# Rebuilding all ports with portmaster



## wblock@ (Apr 10, 2015)

This is the updated procedure to rebuild all ports with ports-mgmt/portmaster:

1. `portmaster --list-origins > ~/installed-port-list`
2. Update the ports tree
3. `portmaster -ty --clean-distfiles`
4. `portmaster -Faf`
5. `pkg delete -afy`
6. `rm -rf /usr/local/lib/compat/pkg`
7. Back up any files in /usr/local you wish to save,  such as configuration files in /usr/local/etc
8. Manually check /usr/local and /var/db/pkg to make sure that they are really empty
9. Install ports-mgmt/pkg and then ports-mgmt/portmaster.  Remove both from ~/installed-port-list.
10. `portmaster --no-confirm `cat ~/installed-port-list``

This is, in fact, faster and less likely to have problems than `portmaster -af`.


----------



## protocelt (Apr 10, 2015)

It would be great if this was stickied at least until the man page is updated.


----------



## generic (Apr 10, 2015)

This is pretty much (except the --no-confirm) what man portmaster(8) says.


----------



## wblock@ (Apr 10, 2015)

Not exactly.  The current man page is outdated and still has instructions for the old package system.  This version is updated and tested for pkg(8).  It was submitted as a PR: PR 191166.


----------



## mb2015 (Oct 20, 2015)

Thanks for this. I tested the procedure on my 1 GHz single-core machine running 10.2-STABLE, with a handful* of ports installed, and it indeed was 30% faster than `portmaster -af` (not counting the time to `portsnap fetch update` and delays when I was AFK).

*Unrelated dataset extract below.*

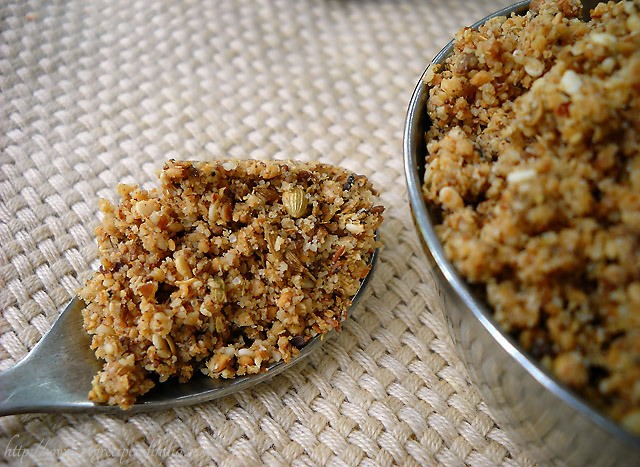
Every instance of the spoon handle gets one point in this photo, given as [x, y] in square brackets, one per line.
[56, 375]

Here are a few comments—not criticisms, just trying to be helpful:

In step 8, I realize it's what the original man page said, but it seems one shouldn't expect /usr/local to be totally empty. It just should no longer contain files added by ports. It will still contain any independently created files, such as /usr/local/man/whatis (database used by whatis) and config files you created yourself.

It seems /var/db/pkg will not be empty, either, but rather will still contain a directory for each package, with a distfiles file in each one. The only things removed will be local.sqlite and vuln.xml.

The second part of step 9, _remove both from ~/installed-port-list_, could be done like this:
`sed -I '' -E '/^ports-mgmt\/(pkg|portmaster)$/d' ~/installed-port-list`

Is it necessary to say "_Install ports-mgmt/pkg and then ports-mgmt/portmaster_"? I ask because if you just install ports-mgmt/portmaster, you get ports-mgmt/pkg because it is a dependency. (Or is that not always true?)


* *portmaster*, *fusefs-ext4fuse*, *nano*, and *opensmtpd* ... plus their dependencies: autoconf, autoconf-wrapper-*, automake, automake-wrapper-*, dialog4ports, expat, fusefs-libs, gettext-runtime, gettext-tools, gmake, gmake-lite, help2man, indexinfo, libasr, libevent2, libexecinfo, libtool, m4, openssl, perl5, p5-Locale-gettext, pkg, pkgconf.


----------



## wblock@ (Oct 21, 2015)

That part about /usr/local being empty has always kind of bugged me also.  But yes, it was an effort to stick to the original text.

Yes, `sed` or other programs could be used to remove those entries, but what is being done is not as apparent.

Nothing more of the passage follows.